Easy, traditional cache which has log and pencil. Room for coins and tiny swag.

Thanks to local mining companies and the effortst of local legislators and community leaders, this attraction became a destination park in Webster County in 2006.

The first phase of the park is complete with 15 miles of trails running through native prairie vegetation and naturalized trees, a 1½ mile long motocross course, a safety training area, a youth riding area, and a parking area for 350 vehicles with trailers. It is a great place to see some spectacular riding! In the right weather, especially on weekends, there may be quite a few muggles. The next phase of development includes plans for a camping area.

Park is open from sunrise to sunset 7 days a week. Please do not park on the main road, there is plenty of parking at the site.

About the Gypsum:
One of the softest minerals known to exist is the basis for one of Iowa's most durable mineral resource industries. Gypsum is a gray to white-colored mineral that can be easily scratched with a fingernail, and is referred to chemically as a hydrous calcium sulfate.

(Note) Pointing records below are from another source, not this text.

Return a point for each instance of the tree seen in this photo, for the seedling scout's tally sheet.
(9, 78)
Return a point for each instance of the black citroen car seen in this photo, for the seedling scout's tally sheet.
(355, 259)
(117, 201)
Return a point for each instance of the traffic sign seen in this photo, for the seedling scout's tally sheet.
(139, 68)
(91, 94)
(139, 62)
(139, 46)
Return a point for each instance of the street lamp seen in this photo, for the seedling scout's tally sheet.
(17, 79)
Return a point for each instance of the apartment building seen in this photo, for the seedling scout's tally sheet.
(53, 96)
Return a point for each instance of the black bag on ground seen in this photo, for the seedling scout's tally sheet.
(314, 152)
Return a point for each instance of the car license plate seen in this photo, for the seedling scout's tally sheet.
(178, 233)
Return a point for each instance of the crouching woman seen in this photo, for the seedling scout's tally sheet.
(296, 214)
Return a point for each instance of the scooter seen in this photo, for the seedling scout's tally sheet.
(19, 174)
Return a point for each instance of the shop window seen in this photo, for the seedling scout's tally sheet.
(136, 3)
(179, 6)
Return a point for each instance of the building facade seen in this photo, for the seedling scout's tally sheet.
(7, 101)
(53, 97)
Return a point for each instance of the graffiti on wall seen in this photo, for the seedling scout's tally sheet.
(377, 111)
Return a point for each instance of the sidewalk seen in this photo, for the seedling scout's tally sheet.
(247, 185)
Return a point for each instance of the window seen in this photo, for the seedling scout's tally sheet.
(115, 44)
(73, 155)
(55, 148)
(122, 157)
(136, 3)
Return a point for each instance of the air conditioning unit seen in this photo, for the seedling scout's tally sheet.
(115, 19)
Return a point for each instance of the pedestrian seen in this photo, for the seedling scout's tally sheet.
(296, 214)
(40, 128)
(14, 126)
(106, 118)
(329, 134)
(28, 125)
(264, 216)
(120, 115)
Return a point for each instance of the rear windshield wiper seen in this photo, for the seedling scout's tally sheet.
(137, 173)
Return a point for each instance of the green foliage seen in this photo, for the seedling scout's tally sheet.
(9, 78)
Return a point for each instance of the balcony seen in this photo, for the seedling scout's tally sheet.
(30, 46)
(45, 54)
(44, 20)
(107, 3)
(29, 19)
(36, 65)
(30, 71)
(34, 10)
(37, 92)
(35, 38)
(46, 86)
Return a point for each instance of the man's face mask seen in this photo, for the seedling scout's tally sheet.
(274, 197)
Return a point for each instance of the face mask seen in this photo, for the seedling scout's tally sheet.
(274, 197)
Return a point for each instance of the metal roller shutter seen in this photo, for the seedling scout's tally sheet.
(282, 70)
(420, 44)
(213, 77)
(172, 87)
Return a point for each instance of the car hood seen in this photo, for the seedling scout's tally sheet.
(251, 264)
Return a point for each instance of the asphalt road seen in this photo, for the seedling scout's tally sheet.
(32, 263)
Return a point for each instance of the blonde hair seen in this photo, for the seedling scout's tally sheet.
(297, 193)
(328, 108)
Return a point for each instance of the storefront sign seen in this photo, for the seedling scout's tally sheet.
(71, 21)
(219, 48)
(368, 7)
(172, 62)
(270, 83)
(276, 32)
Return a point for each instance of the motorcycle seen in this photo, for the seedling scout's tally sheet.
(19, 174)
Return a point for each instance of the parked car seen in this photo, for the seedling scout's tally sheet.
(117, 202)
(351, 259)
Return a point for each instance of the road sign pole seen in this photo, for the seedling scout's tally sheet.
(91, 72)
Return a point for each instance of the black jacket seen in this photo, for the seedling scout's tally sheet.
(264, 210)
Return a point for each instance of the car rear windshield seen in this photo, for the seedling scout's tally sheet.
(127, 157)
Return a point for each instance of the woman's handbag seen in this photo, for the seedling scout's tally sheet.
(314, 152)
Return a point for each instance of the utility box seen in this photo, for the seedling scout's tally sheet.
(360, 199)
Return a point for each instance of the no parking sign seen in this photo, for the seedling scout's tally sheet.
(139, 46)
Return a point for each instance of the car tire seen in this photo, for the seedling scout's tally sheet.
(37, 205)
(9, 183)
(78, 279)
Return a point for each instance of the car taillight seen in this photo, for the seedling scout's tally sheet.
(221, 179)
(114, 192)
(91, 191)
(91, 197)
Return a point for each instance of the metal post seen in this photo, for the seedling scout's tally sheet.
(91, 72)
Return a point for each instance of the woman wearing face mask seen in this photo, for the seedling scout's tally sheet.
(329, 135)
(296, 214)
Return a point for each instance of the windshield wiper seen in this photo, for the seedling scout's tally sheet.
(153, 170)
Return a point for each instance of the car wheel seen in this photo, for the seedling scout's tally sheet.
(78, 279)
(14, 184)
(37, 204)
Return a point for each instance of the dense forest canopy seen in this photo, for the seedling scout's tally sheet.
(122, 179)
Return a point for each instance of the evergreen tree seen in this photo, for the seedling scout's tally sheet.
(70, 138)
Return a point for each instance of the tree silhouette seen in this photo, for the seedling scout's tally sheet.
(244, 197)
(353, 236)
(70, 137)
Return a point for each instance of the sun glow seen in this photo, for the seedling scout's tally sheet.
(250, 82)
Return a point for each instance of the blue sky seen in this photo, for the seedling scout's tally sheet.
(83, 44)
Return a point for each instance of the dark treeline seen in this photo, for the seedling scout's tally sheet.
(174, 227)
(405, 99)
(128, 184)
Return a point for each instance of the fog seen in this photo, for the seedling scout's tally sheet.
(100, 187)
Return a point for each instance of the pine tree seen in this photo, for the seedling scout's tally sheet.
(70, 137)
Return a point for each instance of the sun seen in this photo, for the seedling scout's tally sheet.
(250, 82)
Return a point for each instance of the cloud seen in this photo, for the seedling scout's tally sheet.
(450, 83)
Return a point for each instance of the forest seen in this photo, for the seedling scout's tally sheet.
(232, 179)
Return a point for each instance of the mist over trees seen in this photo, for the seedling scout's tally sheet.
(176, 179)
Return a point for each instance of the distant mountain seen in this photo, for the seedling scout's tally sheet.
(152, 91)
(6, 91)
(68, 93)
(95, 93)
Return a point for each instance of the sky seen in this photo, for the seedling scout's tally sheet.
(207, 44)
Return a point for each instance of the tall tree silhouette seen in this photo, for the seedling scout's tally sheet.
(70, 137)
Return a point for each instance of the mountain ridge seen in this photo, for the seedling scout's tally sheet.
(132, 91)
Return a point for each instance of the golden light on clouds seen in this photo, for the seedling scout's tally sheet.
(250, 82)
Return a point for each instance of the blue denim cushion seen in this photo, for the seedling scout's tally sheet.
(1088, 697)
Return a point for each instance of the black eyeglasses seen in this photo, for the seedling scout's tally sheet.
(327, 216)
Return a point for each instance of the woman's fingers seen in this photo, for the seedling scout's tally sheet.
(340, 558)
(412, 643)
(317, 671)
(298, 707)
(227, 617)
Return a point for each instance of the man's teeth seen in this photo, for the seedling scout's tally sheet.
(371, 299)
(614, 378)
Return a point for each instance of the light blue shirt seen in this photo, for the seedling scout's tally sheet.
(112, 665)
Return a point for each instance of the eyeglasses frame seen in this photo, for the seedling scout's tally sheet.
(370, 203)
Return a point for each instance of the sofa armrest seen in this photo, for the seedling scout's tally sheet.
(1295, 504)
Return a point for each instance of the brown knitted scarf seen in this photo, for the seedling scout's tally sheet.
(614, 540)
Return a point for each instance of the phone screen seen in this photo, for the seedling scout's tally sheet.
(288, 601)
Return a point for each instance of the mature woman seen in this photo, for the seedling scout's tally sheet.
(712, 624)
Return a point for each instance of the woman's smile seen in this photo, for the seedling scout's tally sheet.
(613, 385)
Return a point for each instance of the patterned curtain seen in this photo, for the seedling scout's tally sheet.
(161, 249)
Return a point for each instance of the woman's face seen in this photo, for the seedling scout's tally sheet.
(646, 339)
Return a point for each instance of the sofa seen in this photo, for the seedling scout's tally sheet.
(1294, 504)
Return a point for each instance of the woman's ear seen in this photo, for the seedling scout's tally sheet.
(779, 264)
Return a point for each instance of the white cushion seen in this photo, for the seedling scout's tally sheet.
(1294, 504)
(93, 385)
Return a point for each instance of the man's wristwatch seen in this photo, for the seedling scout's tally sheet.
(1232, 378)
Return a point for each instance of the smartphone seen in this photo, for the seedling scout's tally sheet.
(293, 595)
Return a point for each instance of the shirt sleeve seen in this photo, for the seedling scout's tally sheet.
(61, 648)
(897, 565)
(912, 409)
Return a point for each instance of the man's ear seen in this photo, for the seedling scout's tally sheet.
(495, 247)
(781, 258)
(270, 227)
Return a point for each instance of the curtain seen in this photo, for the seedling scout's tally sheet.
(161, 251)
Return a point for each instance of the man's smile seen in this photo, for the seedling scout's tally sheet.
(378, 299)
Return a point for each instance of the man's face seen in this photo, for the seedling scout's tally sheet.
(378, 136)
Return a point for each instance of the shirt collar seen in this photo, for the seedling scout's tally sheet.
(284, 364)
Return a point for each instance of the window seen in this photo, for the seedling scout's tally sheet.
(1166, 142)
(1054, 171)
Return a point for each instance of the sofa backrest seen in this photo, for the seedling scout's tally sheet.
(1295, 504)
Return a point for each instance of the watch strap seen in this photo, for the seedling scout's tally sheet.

Gypsum has several principal uses. Ground gypsum is added to Portland cement to slow the setting time of the cement. Pulverized gypsum, and to a lesser extent anhydrite, is used in agriculture as a soil conditioner and as an animal-food additive. The best known use of gypsum is as the principal ingredient in the manufacture of wallboard and plaster.

Since the 1850s, people have utilized the gypsum deposits found in Iowa. The first published report of the large gypsum resource was by geologist David Dale Owen in 1852 after noting outcrops along the banks of the Des Moines River valley in the Fort Dodge area during an 1849 trip into Webster County. The "Fort Dodge Beds," as the gypsum-bearing formation subsequently became known, were regarded by Charles Keyes in 1893 to be "by far the most important bed of plaster-stone known west of the Appalachian chain, if not in the United States."

During this time, the dimensioned gypsum stone was taken from the Cummin's quarries along Soldier Creek northwest of Fort Dodge. Natural exposures of gypsum still can be seen along this creek in Snell Municipal Park. It was in 1872 that Captain George Ringland, Webb Vincent, and Stillman T. Meservey formed a partnership, known as the Fort Dodge Plaster Mills, for the purpose of mining, grinding, and preparing gypsum for commercial products. These men constructed the first gypsum mill west of the Mississippi, at the head of what is now Gypsum Creek, and initiated the long and continuing history of gypsum production in Iowa.